Слава Богу, уезжаем! Знать бы мне тогда, какие горькие мысли вихрем пронеслись в те минуты в голове у мамы, чего ей стоило принять именно такое решение?! Остаться здесь, в городе, с двумя детьми на руках, без работы - ее ведь наверняка уволили, без жилья - дом подлежал конфискации, раз семью выселяли? Отправиться на чужбину, в неизвестность, но с мужем, с которым едва-едва наладились отношения, своей первой и самой великой любовью? Наверное, именно любовь перевесила в сердце мамы страх перед неизвестностью. Мысли о справедливости пришли много позднее и были горьки и полны безысходности. Уже там...
Ночь. Длинный товарняк тронулся в путь на восток. Прощай, наш милый, славный городок, растянутый на километры вдоль изгиба Даугавы-реки, прощай, Шоколадная горка за городом, которую мы любили уже за одно ее название, старинный парк с таинственными каменными переходами в верхнюю часть, где столетие возвышался над тихим городом графский замок, окутанный легендами. Прощай, детство. Жизнь на чужбине... Какая-то она будет?

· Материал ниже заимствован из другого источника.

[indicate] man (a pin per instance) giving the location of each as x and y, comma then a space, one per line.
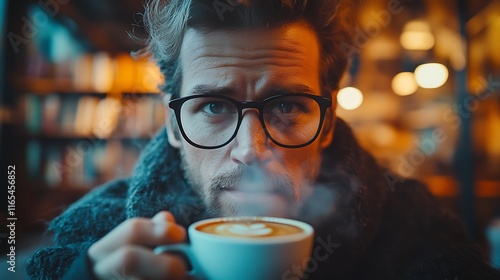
251, 130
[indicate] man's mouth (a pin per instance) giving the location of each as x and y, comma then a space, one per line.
253, 195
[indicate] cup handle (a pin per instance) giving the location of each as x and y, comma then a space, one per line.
195, 272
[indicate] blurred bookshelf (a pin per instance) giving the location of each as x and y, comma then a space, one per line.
81, 113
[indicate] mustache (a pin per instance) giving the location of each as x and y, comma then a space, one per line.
255, 179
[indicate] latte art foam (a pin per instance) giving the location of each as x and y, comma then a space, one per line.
249, 229
257, 229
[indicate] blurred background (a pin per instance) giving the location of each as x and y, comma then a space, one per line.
422, 94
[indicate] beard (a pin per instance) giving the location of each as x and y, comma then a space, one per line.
249, 179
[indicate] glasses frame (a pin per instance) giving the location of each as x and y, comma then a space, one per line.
323, 102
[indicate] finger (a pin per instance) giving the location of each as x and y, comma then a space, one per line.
163, 216
136, 231
140, 262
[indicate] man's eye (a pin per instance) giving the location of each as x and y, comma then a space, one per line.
216, 108
285, 108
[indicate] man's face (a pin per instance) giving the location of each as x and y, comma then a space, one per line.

На этот вопрос ответа не было ни у кого. Дети жили надеждами, взрослые - страхами: у большинства на памяти война, гитлеровская эвакуация населения, Тогда на запад. Да на слуху - рассказы русских и белорусов, понаехавших в город на его восстановление и строительство, о том, что происходило в России в тридцать седьмом, тридцать девятом...
Поезд катил на восток, часто останавливаясь на запасных путях каких-то станций. Тогда же открывались двери, дежурные выносили парашу, а солдаты втаскивали деревянные ящики с брикетами угля для печки, воду для питья в железном бочонке и забирали опустевшую тару. А мама все-таки слегла. Она лежала вся в поту; часто стонала и, если засыпала, то ненадолго. Она вдруг вскакивала, хватала папу за руку и начинала бормотать:
- В Германию везут? А дети? Их тоже забрали?

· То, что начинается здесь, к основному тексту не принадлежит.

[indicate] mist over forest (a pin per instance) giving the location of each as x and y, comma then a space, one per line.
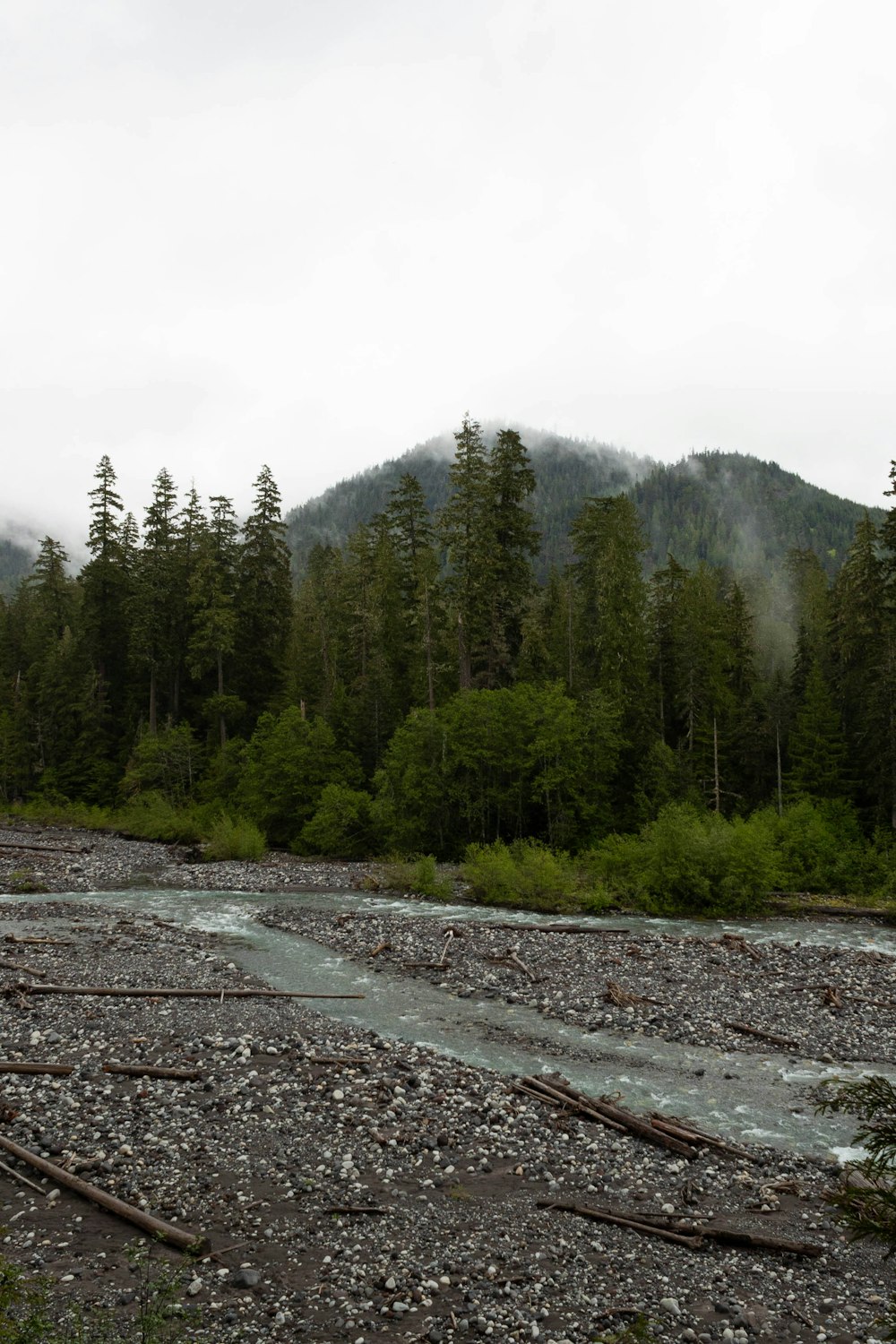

А папа прижимал ее голову к груди и начинал укачивать, как ребенка:
- Не в Германию, милая, не в Германию. Немцы уже ушли, дав но ушли. Свои везут, в Сибирь. И девочки с нами, все хорошо. Спи, милая, спи. Все хорошо.
И она затихала. Но ненадолго, вскоре снова начинала метаться и стонать. В какой-то вечер, когда мама особенно громко кашляла, я взяла нашу Катю и тихонько подложила ее маме под бок - пусть и ее согреет, как согревала нас с Ядей каждую ночь. Когда утром мама проснулась и обнаружила куклу у себя под боком, она впервые за время поездки улыбнулась, подозвала нас, обняла и расцеловала.

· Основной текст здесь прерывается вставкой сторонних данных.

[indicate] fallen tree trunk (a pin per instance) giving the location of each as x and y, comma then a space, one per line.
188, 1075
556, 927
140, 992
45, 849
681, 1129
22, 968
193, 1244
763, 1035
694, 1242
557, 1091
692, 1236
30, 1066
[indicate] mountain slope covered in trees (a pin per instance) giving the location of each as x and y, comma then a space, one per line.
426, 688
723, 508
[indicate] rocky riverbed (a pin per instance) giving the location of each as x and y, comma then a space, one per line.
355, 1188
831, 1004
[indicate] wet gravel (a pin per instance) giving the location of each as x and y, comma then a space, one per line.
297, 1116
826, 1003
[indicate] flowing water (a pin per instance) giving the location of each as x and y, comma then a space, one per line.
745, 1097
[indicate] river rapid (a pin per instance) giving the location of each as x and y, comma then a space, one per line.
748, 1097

А слезы все текли и текли у нее по щекам, и Ядя все вытирала их стянутым с головы белым в горошек платком, каким нам повязывали головы на ночь, чтобы не надуло с угла, и чтобы чужие вши не переползли нам в волосы. С того дня мама медленно пошла на поправку, только теперь папа строго следил, чтобы она не приближалась ни к открытой двери, ни к окошку.